When Don Garcia de Noronha went viceroy to India, Don John was captain of one of the ships in his fleet; and when about to embark, the king sent him a commission by which he was appointed governor of Ormuz, and a gift of 1000 ducats to bear his charges till he obtained possession. He accepted the latter, because he was poor; but refused the government, saying that he had not yet deserved it. After the expedition to Suez, contained in the present chapter, he returned into Portugal, and lived for some time in retirement in a country house near Cintra, giving himself up entirely to study. He was recalled from this retreat by the advice of the infant Don Luys, and sent out governor-general to India in 1545; where he died with the title of viceroy in 1548, when 48 years of age. We shall hereafter have occasion to speak farther of this great man, who made himself illustrious in the second siege of Diu by the forces of the king of Guzerat. In his life, written by Jacinto Freire de Andrada, there is a particular account of this siege, with a map to illustrate its operations. The author also treats of the Discoveries, Government, Commerce, and affairs of the Portuguese in India. This book was translated into English, and published in folio at London in 1664.
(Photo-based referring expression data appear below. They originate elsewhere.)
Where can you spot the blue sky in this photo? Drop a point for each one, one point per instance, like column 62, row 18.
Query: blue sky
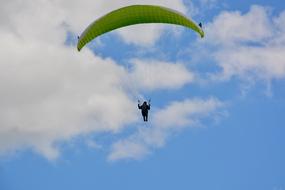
column 69, row 120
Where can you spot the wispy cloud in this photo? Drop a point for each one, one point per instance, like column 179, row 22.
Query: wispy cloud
column 169, row 120
column 249, row 46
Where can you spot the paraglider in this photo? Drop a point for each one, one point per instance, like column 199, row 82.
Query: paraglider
column 144, row 107
column 135, row 14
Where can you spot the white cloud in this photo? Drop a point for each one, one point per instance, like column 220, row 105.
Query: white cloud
column 152, row 74
column 49, row 92
column 167, row 121
column 250, row 46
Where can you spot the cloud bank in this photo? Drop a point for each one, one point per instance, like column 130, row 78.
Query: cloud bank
column 50, row 93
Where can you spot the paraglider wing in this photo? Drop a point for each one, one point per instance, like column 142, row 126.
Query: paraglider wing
column 135, row 14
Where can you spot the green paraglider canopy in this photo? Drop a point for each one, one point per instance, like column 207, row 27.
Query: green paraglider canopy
column 135, row 14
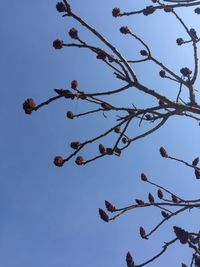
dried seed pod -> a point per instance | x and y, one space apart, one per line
140 202
102 149
103 215
160 193
29 105
143 233
58 161
195 161
144 177
163 152
129 260
165 214
151 198
109 206
181 234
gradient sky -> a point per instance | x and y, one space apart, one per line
49 215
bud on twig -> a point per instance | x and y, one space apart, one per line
181 234
160 193
103 215
109 206
163 152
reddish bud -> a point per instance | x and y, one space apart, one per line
143 233
179 41
160 194
162 73
165 214
195 161
79 160
75 145
58 44
70 115
163 152
103 215
60 7
102 149
181 234
116 12
151 198
29 105
58 161
73 33
124 30
117 129
197 173
139 202
109 206
197 10
143 177
101 55
149 10
175 199
129 260
74 84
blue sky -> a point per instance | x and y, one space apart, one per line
49 215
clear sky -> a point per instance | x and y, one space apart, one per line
49 215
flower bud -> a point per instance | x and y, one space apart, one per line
79 160
73 33
163 152
109 206
103 215
58 161
58 44
29 105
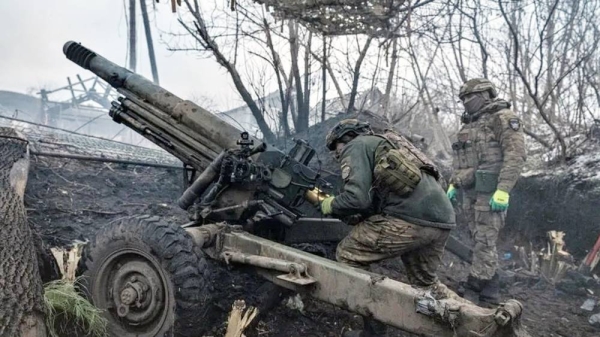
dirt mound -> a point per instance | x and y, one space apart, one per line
71 199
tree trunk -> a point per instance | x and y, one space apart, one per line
148 32
324 78
356 75
390 81
21 294
132 36
299 123
203 37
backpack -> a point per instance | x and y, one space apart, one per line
399 165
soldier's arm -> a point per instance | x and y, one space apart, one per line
357 172
509 131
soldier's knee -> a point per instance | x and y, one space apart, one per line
343 255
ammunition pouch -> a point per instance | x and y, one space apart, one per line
466 154
486 181
395 172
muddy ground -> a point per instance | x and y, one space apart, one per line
69 200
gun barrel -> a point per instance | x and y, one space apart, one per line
158 114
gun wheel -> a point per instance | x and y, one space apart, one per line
148 276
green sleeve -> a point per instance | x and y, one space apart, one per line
357 172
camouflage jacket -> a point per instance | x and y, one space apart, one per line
492 142
427 205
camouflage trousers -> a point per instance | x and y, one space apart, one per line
484 226
381 237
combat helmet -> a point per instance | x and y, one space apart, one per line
343 127
477 85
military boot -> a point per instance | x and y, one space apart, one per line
490 292
470 289
372 328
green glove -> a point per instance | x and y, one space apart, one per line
451 193
326 205
499 201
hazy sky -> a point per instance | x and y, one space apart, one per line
32 34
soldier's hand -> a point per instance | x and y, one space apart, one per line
499 201
326 205
451 193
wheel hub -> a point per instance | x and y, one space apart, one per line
133 289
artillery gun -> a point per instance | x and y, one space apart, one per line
247 202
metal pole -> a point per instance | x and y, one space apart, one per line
148 32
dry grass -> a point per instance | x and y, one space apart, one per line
66 305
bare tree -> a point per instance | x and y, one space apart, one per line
202 36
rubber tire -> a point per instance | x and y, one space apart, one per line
182 262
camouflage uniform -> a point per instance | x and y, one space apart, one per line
488 156
414 226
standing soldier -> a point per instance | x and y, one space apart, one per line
404 210
487 158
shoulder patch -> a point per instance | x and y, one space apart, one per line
514 123
345 172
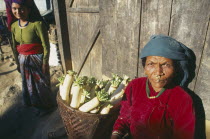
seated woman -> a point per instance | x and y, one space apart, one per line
157 106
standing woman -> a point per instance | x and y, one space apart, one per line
31 52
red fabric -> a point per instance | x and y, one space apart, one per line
170 116
30 49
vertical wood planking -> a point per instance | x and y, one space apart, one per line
155 19
189 24
91 26
108 26
120 26
202 87
127 33
96 59
62 32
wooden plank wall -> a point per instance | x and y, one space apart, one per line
83 17
120 34
126 26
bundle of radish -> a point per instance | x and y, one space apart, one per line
116 96
101 97
76 91
91 95
65 85
99 85
115 82
86 91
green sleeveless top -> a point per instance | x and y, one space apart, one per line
34 32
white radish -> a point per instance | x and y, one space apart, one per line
95 110
76 92
101 96
118 91
65 88
93 103
76 96
105 109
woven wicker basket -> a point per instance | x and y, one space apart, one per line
80 125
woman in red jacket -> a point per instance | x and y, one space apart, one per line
157 106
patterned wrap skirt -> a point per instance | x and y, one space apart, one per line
35 85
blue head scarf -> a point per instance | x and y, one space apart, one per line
34 14
165 46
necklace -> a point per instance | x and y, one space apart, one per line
24 25
148 91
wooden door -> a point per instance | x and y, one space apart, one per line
84 36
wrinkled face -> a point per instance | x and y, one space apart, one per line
20 12
160 71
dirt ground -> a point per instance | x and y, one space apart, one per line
16 121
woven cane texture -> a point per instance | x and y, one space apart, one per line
80 125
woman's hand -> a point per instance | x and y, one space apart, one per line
45 68
115 137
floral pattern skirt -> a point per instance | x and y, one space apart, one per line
35 85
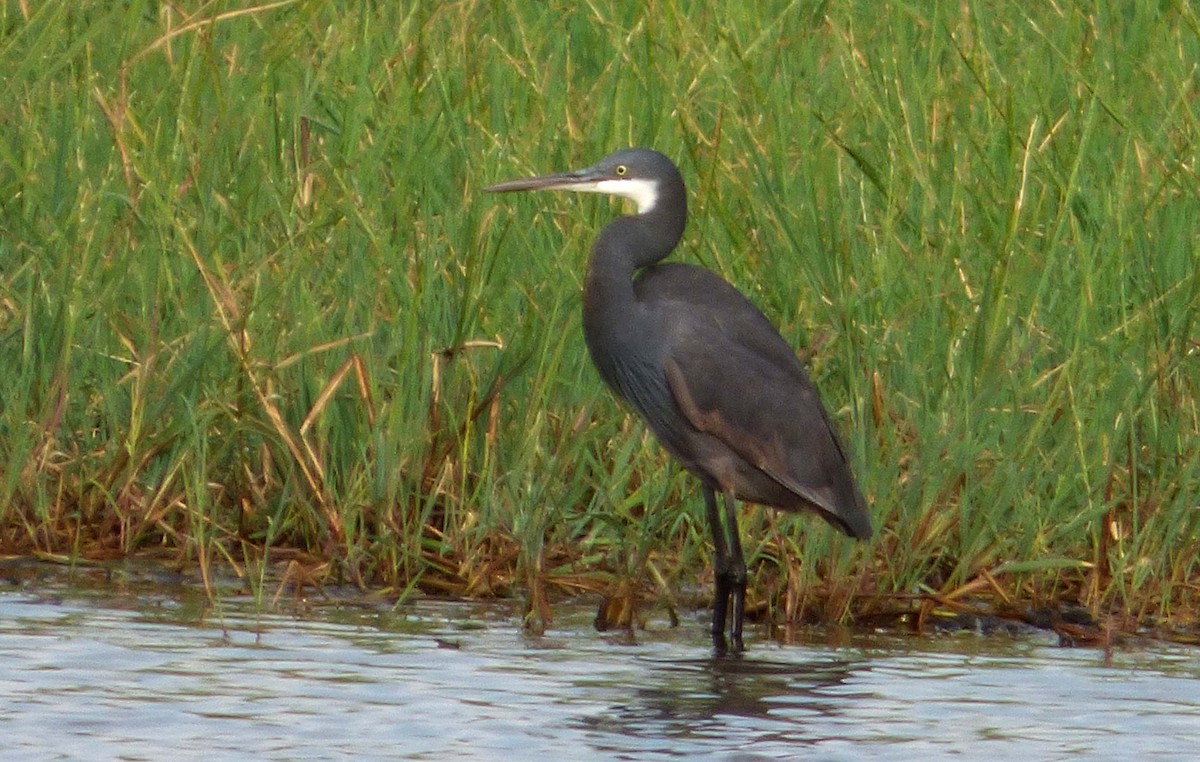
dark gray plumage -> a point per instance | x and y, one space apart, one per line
711 376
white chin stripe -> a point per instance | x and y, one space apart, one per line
642 192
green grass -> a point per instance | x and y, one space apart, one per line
253 306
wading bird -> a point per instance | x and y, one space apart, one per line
711 376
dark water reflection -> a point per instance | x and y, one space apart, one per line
145 672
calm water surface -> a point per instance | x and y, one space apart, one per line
145 672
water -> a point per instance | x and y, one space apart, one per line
147 672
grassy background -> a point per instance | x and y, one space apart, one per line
253 306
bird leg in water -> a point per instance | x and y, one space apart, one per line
730 570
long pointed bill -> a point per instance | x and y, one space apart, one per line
592 180
580 180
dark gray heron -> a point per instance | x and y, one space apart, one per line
705 369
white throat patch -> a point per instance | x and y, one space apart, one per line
642 192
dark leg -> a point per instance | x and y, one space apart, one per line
737 569
721 579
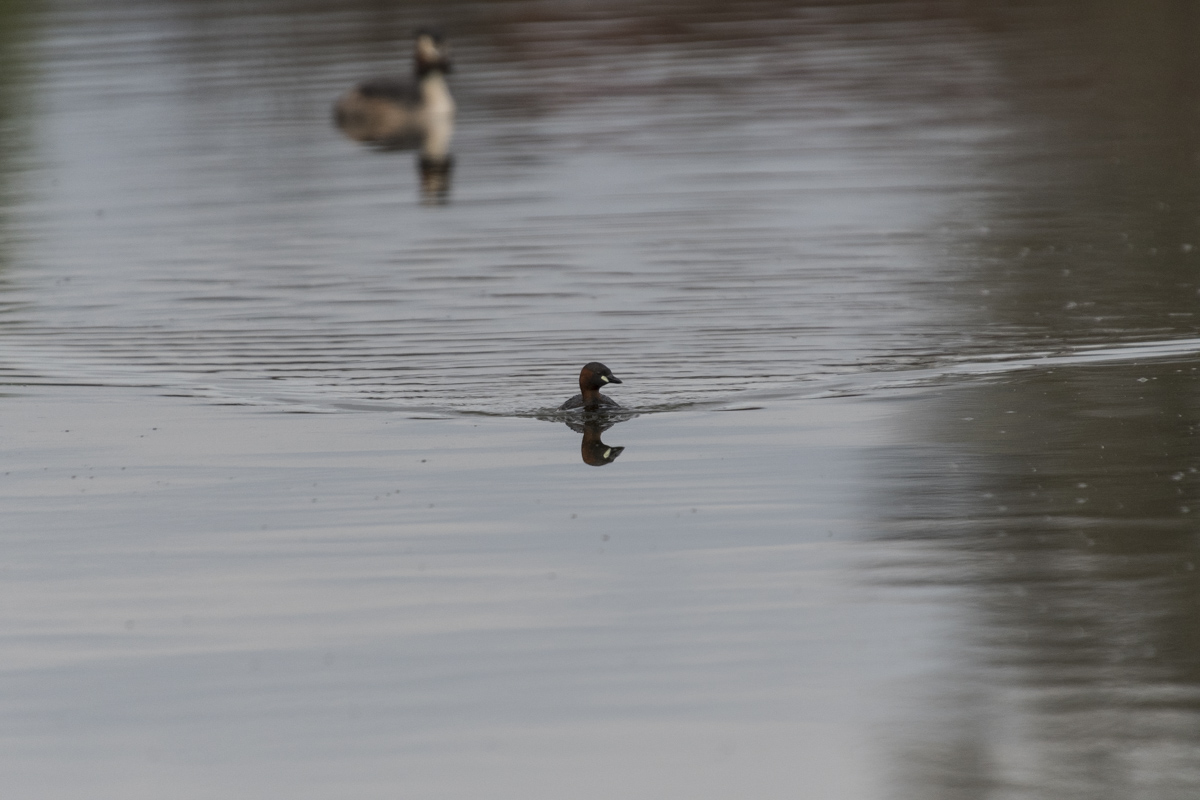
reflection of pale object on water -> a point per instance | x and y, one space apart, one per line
594 451
406 114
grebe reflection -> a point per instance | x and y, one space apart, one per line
594 451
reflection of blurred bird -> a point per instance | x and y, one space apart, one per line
595 452
405 114
592 378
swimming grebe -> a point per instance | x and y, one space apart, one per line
396 113
592 378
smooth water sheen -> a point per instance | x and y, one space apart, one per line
904 296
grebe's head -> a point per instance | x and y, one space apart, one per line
431 52
597 376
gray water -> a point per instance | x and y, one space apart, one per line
904 299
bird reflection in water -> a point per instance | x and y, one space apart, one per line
395 114
594 451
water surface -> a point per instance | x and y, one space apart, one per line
904 296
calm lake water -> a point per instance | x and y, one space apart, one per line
905 301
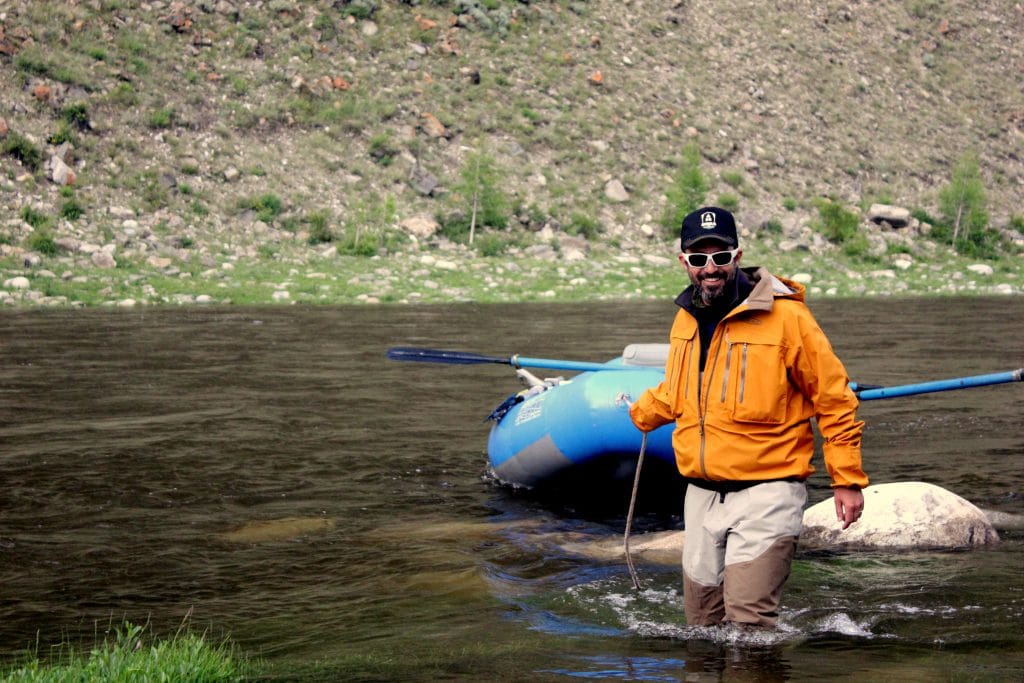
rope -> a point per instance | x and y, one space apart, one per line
629 516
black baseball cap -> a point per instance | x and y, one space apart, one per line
709 222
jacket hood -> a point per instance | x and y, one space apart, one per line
767 288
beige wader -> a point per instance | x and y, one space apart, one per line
738 549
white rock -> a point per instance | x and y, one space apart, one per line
908 514
19 283
103 259
615 191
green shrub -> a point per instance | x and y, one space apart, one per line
64 134
478 198
37 219
23 150
728 201
732 178
135 656
76 115
837 223
687 190
42 241
965 217
366 230
491 245
360 9
161 118
267 207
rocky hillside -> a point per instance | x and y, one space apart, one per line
178 136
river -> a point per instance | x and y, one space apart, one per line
266 475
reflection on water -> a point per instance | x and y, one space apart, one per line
270 473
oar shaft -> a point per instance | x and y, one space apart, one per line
942 385
568 366
465 358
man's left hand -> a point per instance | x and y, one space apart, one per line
849 505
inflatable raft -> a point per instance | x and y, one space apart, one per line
574 436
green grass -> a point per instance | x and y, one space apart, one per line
132 655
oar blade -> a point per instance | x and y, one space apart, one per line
440 355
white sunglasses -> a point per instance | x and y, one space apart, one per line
719 258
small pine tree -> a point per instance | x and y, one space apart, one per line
479 186
963 204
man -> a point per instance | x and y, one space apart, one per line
748 369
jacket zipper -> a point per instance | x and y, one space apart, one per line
742 374
720 333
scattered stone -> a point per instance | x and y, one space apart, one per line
421 226
908 514
893 215
59 172
615 191
432 126
18 283
424 181
103 259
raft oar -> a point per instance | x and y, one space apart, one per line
464 358
867 392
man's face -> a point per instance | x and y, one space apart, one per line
712 282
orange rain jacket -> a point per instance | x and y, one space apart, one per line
769 370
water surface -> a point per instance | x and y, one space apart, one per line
268 475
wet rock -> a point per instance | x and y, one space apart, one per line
909 514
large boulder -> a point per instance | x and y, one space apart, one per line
906 514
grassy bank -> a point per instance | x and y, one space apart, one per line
132 655
432 276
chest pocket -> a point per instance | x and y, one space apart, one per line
681 358
756 387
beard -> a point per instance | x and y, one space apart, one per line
716 289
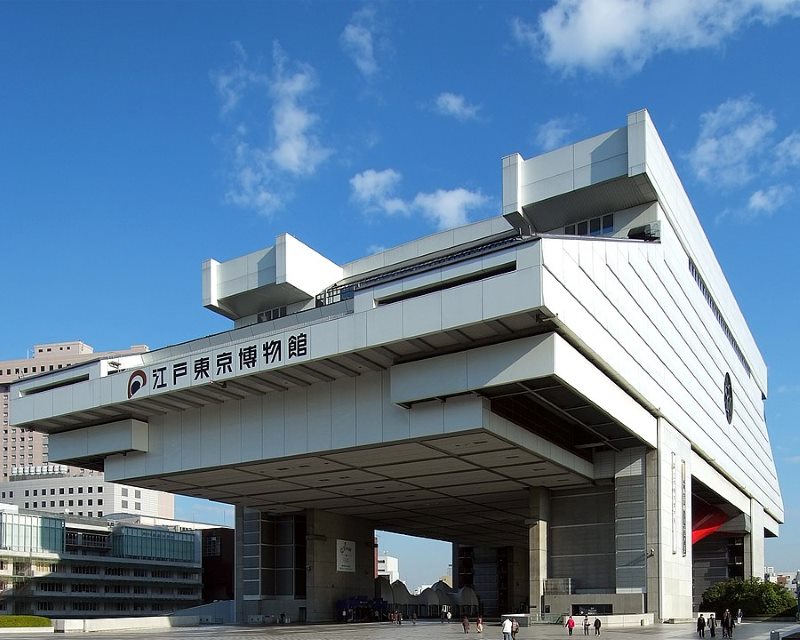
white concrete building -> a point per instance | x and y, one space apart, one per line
568 392
388 566
51 489
24 449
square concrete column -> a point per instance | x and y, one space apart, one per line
754 543
672 544
537 547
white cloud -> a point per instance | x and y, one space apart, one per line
232 84
452 104
375 191
358 41
732 137
555 132
262 174
448 209
297 150
621 35
251 181
767 201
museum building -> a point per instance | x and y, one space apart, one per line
567 392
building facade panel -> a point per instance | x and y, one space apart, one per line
563 374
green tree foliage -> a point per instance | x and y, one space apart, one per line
753 596
24 621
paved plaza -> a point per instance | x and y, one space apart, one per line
420 631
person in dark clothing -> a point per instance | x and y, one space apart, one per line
701 626
727 622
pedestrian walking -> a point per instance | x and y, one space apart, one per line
507 629
701 626
727 623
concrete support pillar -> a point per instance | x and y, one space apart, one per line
673 544
537 547
653 537
754 543
238 593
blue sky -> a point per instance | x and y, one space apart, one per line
139 138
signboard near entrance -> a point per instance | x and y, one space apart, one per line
346 556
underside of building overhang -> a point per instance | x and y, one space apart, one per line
469 486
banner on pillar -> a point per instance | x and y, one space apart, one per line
346 556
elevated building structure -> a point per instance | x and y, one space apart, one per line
575 375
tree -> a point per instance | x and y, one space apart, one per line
753 596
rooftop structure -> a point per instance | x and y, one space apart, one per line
68 567
574 375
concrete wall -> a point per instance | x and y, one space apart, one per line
619 601
120 624
325 584
581 538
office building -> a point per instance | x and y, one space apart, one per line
70 567
568 392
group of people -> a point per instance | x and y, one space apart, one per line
510 629
587 624
478 624
727 624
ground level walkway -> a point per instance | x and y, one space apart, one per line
420 631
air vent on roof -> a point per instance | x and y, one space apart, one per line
648 232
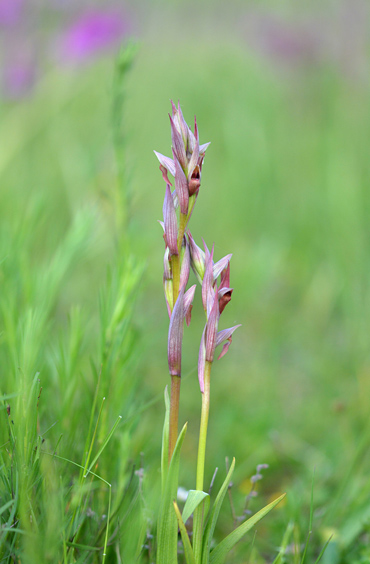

[Footnote 253: De Faria in his Portuguese Asia, says that Don Juan went up to Mount Sinai, where his son Don Alvaro was knighted. But this does not appear in his journal.—Astl. I. 107. a.]
Such was the illustrious author of the following journal, which was never published in Portuguese; but having been found, if we are rightly informed, on board a Portuguese ship taken by the English, was afterwards translated and published by Purchas. Purchas tells us that the original was reported to have been purchased by Sir Walter Raleigh for sixty pounds; that Sir Walter got it translated, and afterwards, as he thinks, amended the diction and added many marginal notes. Purchas himself reformed the style, but with caution as he had not the original to consult, and abbreviated the whole, in which we hope he used equal circumspection: For, as it stands in Purchas it still is most intolerably verbose, and at the same time scarcely intelligible in many places; owing, we apprehend, to the translator being not thoroughly acquainted with the meaning of the original, if not to the fault of the abbreviator. These two inconveniences we have endeavoured to remedy the best we could, and though we have not been always able to clear up the sense, we presume to have succeeded for the most part; and by entirely changing the language, except where the places were obscure, we have made the journal more fit for being read, and we hope without doing it any manner of injury.
[Footnote 254: Pilgrims, Vol. II. p. 1122, under the title of A Rutter, or Journal, &c. from India to Suez, dedicated to the Infant Don Luys.—Astl. I. 107. b.]